Co-Authored-By: Claude Opus 4.7 (1M context) <noreply@anthropic.com>
2026-05-17 01:36:35 +00:00
f0885aeb1e feat(analyze,ui): recommend Standardize Formats + bold red Open buttons
Two reported issues addressed together because they're the same UX
flow (home findings panel → jump to relevant tool).

(1) Format-Standardizer recommendations weren't firing.

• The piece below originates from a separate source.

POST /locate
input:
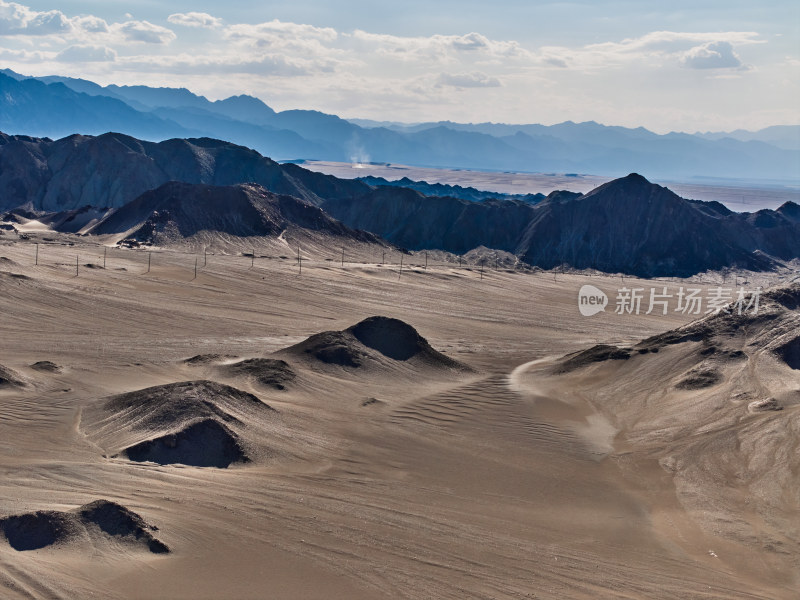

Reported: uploading a file from the format-cleaner test corpus
(``24_format_dates.csv``, ``25_format_phones.csv``,
``29_format_currencies.csv``, ``30_format_integration.csv``) showed
zero "Standardize Formats" recommendations even though the columns
clearly mixed multiple date / phone / currency formats.

Two underlying causes:

- ``_detect_inconsistent_date_format`` required two MATCHES per
  distinct format. A test column with N rows each in a different
  format had ≤1 match per format and was silently passed over.
  Loosened to "≥1 match per format" — the inconsistency signal is
  the presence of ≥2 distinct formats, not their volume.
- Only date inconsistency was detected. Phones, currency, and
  booleans (the other format-standardizer fix categories) had no
  detector at all.

Added three new detectors:

- ``_detect_inconsistent_phone_format``: nine phone-format regexes
  (plain-10, US paren / dash / dot / space, +country, extension,
  intl plus). Fires when a column is ≥35% phone-shaped AND mixes
  ≥2 formats.
- ``_detect_inconsistent_currency_format``: thirteen currency regexes
  covering US ($1,234.56 / $1234.56), EU (€1.234,56), India lakh
  notation, Swiss apostrophe, trailing-symbol, parens-negative,
  prefix-currency-code, suffix-currency-code, and negative variants.
  Same fire criteria as phone.
- ``_detect_inconsistent_boolean_format``: column is ≥80% boolean
  tokens (yes/no/y/n/true/false/1/0) AND uses ≥3 distinct surface
  forms (e.g. yes / Y / true / 1 mixed together).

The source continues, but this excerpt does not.